Un accordo è stato firmato tra il Garante per la protezione dei dati personali e la Polizia Postale con l’obiettivo di prevenire e contrastare tutte quelle forme di aggressione e trattamento illecito dei dati personali riguardanti i minorenni effettuate per via telematica.
Tra le azioni riparatorie che potranno essere intraprese su istanza dei minori che si ritengano vittime di atti di cyberbullismo, ci sono l’oscuramento, la rimozione o il blocco dei contenuti a loro riferiti e diffusi in rete.
Il protocollo nasce dalla effettiva constatazione che il cyberbullismo sta diventato anche in Italia una vera e propria epidemia silenziosa: dalle 235 denunce del 2016, si è passati agli oltre 350 casi del 2017.
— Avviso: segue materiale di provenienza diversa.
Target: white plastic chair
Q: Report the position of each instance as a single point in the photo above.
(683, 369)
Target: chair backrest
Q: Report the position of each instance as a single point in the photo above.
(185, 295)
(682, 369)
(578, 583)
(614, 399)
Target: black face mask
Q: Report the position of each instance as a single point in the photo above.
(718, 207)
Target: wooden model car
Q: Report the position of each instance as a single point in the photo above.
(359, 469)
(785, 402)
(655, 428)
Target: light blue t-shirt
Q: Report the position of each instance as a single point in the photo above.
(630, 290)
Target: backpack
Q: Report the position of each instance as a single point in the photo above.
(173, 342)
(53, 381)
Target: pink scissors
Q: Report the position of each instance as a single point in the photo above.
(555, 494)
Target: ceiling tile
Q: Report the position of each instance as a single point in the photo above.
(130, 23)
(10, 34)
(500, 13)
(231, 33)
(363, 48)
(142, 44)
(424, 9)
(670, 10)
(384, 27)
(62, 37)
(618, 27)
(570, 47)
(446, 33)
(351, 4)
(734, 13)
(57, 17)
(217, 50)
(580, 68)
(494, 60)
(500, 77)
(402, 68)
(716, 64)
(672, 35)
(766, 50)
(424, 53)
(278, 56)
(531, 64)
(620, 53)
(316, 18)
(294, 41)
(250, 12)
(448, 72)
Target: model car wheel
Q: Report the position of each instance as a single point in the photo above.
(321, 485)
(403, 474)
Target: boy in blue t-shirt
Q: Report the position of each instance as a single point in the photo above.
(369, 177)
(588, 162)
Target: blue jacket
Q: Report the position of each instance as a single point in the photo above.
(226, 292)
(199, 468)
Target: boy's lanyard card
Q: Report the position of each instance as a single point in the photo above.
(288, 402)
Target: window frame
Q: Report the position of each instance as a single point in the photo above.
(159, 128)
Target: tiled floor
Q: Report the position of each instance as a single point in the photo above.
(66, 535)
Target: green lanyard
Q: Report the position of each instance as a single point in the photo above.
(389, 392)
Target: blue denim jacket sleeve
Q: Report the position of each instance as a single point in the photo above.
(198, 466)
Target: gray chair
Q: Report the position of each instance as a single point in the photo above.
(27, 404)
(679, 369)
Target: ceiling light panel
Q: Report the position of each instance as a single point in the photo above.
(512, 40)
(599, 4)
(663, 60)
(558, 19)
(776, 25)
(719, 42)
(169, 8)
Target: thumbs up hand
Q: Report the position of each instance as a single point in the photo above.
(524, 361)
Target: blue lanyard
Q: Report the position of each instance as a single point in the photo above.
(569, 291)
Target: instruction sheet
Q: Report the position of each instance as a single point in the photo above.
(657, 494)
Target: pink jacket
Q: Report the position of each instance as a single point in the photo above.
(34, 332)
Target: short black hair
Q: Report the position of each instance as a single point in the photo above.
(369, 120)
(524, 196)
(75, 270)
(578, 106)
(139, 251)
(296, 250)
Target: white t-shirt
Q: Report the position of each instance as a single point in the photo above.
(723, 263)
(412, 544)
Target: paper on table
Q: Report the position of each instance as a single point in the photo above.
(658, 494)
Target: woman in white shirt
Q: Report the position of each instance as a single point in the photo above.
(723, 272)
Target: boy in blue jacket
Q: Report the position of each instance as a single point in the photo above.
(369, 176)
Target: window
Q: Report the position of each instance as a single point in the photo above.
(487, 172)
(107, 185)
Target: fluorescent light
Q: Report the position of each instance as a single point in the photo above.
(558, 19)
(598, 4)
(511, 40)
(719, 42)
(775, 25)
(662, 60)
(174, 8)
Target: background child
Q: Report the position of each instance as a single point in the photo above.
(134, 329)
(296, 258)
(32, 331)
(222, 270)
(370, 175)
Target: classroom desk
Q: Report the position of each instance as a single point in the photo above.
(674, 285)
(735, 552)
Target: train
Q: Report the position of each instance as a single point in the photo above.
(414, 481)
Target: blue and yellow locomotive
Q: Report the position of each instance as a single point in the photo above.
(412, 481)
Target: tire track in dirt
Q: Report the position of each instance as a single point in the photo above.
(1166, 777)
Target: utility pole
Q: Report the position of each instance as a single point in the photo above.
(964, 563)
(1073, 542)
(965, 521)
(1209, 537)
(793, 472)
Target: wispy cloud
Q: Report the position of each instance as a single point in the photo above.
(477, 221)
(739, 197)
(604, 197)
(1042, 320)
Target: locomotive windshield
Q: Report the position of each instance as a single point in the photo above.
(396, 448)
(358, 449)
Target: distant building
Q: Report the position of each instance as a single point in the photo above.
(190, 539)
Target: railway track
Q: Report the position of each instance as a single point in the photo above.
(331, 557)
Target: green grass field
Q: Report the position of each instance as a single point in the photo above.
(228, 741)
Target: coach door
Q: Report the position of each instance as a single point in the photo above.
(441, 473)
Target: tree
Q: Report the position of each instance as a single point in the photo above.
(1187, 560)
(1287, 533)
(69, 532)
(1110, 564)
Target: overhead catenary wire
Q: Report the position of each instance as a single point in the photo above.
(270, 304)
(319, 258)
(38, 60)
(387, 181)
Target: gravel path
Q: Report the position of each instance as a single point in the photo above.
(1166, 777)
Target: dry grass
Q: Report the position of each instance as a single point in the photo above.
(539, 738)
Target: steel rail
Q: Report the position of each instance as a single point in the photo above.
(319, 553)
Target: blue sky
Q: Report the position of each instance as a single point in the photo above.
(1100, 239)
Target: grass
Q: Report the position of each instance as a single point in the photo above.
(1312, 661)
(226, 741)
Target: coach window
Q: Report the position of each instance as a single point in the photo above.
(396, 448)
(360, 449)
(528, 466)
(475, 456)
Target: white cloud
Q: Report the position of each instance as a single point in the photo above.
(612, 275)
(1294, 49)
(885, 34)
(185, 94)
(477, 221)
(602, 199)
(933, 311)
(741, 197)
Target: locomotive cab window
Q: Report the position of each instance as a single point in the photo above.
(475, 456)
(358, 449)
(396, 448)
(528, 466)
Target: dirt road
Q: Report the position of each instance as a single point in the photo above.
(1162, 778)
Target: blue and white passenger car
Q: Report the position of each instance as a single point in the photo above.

Altrettanto numerose sono state le segnalazioni e le richieste di aiuto da parte di ragazzi, genitori, insegnanti ed operatori sociali.
Grazie al Protocollo d’intesa, nei casi in cui sia necessario identificare il titolare del trattamento o il gestore del sito Internet o del social media dove sia stato pubblicato un contenuto (informazioni, foto, video, ecc.) ritenuto atto di cyberbullismo o sia necessario attuare le decisioni assunte, il Garante può richiedere l’intervento della Polizia postale e delle comunicazioni.
Mentre la Polizia Postale si occuperà di reperire dati e informazioni sul titolare del trattamento o sul gestore del sito web o del social media, nonché delle eventuali ulteriori fonti web sulle quali siano stati divulgati i contenuti illeciti, il Garante tutela la loro riservatezza e il corretto utilizzo dei dati personali che li riguardano, decidendo sulle segnalazioni riguardanti episodi di cyberbullismo.